When Bolanle first arrived, I scrubbed Bolanle’s tongue with bitter leaf! Ha! I made her understand who was in charge of this house. I showed the sting of hot peppers. If she comes to this world again, she will run if she hears the name Iya Femi.

Let me tell you one of the things I did. Laughter kills me when I think of it. I don’t think she had been with us for a year when Baba Segi asked me to make
aso ebi
for the entire household. The neighbor’s birthday was in two weeks time and he wanted us all dressed in the same fabric from top to bottom. “I want you all to look like queens,” he said. I looked at him and wondered why, if he wanted wives that looked like queens, he married a woman like a toad and a scrawny rabbit that nibbles at Bolanle’s burrow.

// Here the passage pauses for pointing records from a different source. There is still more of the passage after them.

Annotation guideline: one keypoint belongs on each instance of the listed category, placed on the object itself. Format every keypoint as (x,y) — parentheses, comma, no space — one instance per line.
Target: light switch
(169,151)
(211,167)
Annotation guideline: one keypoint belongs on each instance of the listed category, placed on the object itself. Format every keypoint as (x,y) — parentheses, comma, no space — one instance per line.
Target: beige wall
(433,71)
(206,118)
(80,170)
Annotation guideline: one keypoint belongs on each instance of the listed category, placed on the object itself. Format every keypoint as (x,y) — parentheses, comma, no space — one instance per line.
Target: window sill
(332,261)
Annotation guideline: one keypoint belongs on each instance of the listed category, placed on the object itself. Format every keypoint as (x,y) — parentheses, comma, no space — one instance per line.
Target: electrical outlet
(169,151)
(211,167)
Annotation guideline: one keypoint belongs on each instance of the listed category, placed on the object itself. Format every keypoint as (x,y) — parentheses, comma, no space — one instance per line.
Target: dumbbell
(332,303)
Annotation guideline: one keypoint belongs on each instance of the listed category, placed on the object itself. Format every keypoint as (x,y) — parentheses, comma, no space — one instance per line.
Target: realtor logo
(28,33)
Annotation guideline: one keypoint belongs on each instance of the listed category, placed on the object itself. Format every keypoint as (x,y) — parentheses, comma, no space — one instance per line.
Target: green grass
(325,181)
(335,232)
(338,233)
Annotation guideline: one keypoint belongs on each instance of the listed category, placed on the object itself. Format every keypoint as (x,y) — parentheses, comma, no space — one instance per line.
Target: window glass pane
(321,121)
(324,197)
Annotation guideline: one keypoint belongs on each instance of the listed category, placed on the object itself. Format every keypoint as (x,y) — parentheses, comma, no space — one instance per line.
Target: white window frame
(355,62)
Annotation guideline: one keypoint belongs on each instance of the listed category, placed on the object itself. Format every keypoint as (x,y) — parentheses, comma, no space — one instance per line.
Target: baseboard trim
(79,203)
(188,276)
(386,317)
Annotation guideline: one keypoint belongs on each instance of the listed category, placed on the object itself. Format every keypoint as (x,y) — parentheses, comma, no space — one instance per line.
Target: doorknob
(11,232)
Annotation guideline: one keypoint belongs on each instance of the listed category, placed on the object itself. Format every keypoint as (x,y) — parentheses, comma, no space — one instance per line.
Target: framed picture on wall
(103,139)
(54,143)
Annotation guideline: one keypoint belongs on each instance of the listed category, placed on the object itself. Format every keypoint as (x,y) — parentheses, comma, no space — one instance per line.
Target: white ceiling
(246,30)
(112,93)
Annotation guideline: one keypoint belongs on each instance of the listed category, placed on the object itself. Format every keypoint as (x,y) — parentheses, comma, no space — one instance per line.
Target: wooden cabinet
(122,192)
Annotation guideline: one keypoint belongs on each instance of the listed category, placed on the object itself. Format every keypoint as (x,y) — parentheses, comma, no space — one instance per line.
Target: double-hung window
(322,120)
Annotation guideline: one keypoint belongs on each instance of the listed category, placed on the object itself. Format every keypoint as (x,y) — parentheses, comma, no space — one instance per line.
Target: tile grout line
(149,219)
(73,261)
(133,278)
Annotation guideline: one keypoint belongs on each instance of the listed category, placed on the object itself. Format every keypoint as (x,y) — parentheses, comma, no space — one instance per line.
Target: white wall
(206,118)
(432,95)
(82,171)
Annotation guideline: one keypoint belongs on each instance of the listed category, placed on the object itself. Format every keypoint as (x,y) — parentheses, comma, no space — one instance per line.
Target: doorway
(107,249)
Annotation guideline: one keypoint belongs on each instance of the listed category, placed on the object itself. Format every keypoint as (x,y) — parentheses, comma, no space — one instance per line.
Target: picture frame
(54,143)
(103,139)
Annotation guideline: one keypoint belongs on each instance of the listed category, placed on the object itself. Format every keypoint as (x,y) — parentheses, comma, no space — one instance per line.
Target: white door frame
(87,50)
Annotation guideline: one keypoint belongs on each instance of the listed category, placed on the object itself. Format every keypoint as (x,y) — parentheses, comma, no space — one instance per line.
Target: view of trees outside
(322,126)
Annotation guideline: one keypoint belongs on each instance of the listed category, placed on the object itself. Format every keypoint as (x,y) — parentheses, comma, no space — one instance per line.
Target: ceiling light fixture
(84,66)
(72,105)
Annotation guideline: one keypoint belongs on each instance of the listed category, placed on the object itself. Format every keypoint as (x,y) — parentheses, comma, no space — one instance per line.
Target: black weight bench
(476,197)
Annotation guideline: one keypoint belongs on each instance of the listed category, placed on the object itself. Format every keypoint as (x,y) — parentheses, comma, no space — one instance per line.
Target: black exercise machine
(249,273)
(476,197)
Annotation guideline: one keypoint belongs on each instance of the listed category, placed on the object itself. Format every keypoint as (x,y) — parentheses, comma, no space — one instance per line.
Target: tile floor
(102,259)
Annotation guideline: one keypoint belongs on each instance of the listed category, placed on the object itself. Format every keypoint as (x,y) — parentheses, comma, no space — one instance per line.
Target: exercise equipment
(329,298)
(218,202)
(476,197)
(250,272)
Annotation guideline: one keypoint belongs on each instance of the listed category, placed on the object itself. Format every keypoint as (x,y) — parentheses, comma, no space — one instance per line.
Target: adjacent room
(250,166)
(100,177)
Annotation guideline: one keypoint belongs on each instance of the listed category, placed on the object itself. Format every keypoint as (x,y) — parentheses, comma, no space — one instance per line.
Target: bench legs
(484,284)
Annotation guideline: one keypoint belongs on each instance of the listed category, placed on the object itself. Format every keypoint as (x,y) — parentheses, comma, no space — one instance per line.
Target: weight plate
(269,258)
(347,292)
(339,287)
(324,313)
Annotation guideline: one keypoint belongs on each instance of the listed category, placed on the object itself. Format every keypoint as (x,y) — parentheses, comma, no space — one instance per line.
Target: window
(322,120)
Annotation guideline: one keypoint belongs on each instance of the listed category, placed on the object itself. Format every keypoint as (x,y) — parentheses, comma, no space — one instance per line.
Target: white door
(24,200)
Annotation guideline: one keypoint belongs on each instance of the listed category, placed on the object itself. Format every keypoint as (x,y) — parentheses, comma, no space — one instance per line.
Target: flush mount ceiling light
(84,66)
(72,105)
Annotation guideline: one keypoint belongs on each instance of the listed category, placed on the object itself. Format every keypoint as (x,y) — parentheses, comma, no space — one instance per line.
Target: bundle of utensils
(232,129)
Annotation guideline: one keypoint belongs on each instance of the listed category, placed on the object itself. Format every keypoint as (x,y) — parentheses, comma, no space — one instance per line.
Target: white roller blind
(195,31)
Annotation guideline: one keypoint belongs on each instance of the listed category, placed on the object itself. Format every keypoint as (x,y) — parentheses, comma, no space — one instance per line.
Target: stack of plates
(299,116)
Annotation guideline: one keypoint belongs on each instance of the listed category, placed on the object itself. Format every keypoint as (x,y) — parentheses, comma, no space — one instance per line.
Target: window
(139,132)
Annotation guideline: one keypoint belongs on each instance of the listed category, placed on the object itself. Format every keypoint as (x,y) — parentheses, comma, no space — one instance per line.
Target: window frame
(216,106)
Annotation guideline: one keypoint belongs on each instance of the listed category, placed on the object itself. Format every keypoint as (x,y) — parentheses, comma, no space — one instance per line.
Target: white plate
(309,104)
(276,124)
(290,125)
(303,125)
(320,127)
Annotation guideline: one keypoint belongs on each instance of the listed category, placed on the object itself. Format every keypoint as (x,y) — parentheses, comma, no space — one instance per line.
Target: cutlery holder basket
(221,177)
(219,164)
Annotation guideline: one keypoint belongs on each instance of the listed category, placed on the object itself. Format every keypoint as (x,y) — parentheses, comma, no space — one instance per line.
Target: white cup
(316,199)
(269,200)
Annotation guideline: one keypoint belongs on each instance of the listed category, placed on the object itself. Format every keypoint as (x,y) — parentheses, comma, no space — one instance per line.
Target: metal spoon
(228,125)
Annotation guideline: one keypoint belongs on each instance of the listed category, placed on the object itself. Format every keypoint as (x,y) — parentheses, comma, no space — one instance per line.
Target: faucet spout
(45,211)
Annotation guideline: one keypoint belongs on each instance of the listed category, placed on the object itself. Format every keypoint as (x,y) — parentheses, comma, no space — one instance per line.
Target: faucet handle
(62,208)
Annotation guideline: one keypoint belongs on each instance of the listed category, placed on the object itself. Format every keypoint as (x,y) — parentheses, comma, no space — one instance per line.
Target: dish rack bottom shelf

And that Bolanle! Is that his idea of a queen? Being a graduate does not make you beautiful. I know true beauty. And it is in pale yellow skin. I was born darker than this but I use
expensive creams to make my natural beauty shine. I take my nails to a proper nail studio. I buy good makeup, unlike that Bolanle, who wanders around with her face as haggard as a sack. Ha! Queens indeed!

Anyway, on the day I went to collect the clothes, I came out of the house and heard Bantu’s “No More No Vernacular” screaming from giant speakers on the neighbor’s fence. I danced into the pickup, leaving the entire family waiting in the sitting room.

The tailor’s store was only twenty minutes away but I stopped at a few places. By the time I got home, even my sons were sweating from anticipation. I rushed into the sitting room, arms laden, and surrendered the pile of clothes to the stool by Iya Segi’s feet. The witch sniffed the air around me. She must have picked up the scent on my thighs.

I heard Baba Segi’s voice. “I was waiting for the tailor to put finishing touches to your clothes,” I said. “Would you have preferred it if I came home without them? It is wonderful that we will all be dressed the same!”

Ha! Sometimes I wish I could pat myself on the back. My cunning knows no bounds!

For a few moments, Iya Segi stared at the outfits. The children couldn’t conceal their impatience. “Mama, the clothes!” Akin pretended to cough as he spoke so his mother wouldn’t think him wayward.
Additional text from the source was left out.